21 February 2020, 10:14 WIB

Seratus Ribu Orang Akan Hadiri Aksi 212 Berantas Mega Korupsi


Ilham Ananditya | Megapolitan

Aksi unjuk rasa 212 kali ini diselenggarakan oleh tiga kelompok besar sebagai inisiator, yaitu PA 212, GNPF Ulama, dan FPI. Demo kali ini rencananya akan dilaksanakan di depan Istana Presiden dan silang Monas Barat yang bertajuk 'Aksi 212 Berantas Mega Korupsi Selamatkan NKRI'. Demo hari ini (21/2) intinya mendesak pengusutan berbagai kasus korupsi yang jalan di tempat.

Kasus yang menjadi poin utama adanya unjuk rasa ini adalah penyelesaian kasus suap yang melibatkan eks Caleg DPR RI dari PDIP Harun Masiku dan bekas anggota KPU RI Wahyu Setiawan. Kemudian, kasus korupsi dan TPPU yang melibatkan Honggo Wendratno selaku Direktur PT Trans Pacific Petrochemical Indotama dan kasus Asuransi Jiwasraya.

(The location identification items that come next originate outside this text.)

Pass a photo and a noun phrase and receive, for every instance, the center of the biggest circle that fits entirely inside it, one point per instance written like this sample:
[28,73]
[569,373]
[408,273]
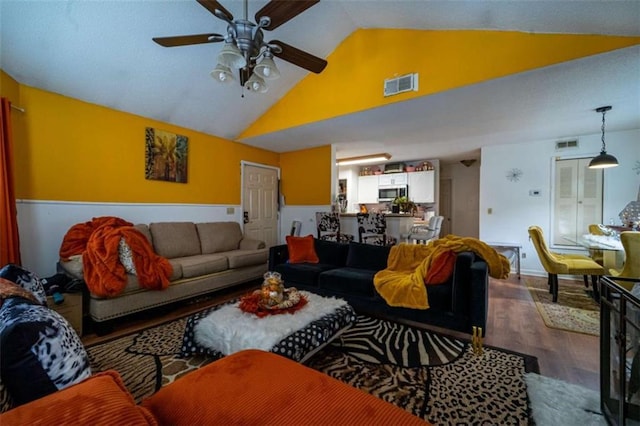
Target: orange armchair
[564,264]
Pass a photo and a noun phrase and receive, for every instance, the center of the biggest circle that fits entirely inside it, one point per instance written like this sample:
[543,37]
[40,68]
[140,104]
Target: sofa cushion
[40,351]
[202,264]
[302,274]
[242,258]
[175,239]
[176,273]
[246,389]
[367,256]
[25,279]
[331,252]
[354,281]
[144,229]
[301,249]
[101,399]
[217,237]
[441,268]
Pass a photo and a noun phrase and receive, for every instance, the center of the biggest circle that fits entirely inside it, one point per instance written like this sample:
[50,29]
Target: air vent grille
[566,144]
[405,83]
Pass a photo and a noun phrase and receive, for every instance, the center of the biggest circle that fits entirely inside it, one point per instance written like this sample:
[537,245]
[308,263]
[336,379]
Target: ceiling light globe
[231,56]
[256,84]
[222,74]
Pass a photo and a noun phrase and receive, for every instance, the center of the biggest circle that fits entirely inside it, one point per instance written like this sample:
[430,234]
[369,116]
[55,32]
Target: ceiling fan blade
[212,5]
[280,11]
[190,39]
[244,75]
[299,57]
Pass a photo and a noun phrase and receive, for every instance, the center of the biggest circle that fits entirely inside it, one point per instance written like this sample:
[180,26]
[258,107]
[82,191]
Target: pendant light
[603,160]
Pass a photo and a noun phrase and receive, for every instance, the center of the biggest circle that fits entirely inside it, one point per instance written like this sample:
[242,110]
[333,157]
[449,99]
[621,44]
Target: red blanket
[103,272]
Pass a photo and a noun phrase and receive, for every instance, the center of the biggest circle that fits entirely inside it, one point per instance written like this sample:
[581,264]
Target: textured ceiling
[101,52]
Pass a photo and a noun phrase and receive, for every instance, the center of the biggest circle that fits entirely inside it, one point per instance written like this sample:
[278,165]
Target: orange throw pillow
[441,268]
[302,249]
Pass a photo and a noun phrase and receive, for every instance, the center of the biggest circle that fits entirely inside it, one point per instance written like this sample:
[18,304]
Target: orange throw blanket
[103,272]
[402,282]
[75,240]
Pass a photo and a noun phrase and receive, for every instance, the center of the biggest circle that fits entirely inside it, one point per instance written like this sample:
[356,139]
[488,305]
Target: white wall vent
[405,83]
[566,144]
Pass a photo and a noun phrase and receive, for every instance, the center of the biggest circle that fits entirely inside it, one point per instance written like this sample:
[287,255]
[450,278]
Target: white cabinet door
[393,179]
[422,186]
[368,189]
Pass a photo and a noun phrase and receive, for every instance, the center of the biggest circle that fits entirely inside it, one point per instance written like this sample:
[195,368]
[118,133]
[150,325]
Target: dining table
[612,250]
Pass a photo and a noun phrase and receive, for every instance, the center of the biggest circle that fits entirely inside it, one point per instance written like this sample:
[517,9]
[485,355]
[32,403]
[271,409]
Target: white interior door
[577,200]
[260,202]
[444,206]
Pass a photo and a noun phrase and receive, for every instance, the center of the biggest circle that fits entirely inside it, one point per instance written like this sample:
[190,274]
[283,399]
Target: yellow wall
[353,79]
[9,88]
[76,151]
[306,176]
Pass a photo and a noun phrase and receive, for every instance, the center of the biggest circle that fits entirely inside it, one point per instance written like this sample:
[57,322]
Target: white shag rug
[229,329]
[555,402]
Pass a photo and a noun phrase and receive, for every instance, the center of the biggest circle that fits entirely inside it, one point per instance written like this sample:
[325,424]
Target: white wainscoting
[43,224]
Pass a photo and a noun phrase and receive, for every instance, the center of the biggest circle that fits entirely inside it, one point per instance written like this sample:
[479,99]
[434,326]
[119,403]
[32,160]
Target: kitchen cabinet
[393,179]
[422,188]
[368,189]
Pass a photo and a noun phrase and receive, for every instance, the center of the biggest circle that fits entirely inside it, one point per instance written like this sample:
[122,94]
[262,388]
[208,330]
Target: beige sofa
[205,257]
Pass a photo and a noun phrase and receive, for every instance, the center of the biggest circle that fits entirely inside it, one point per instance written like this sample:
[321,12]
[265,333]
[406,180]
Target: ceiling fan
[245,48]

Novel Bamukmin, Ketua Media Center PA 212 juga menuturkan alumni 212 akan ikut unjuk rasa. "Korlap sudah berkoordinasi dengan aparat kepolisian. Masa diperkirakan kurang lebih 100 ribu-an dari Jabodetabek, Jawa Barat dan Banten serta perwakilan beberapa daerah dari seluruh Indonesia," kata Novel kepada Media Indonesia, Kamis (20/2).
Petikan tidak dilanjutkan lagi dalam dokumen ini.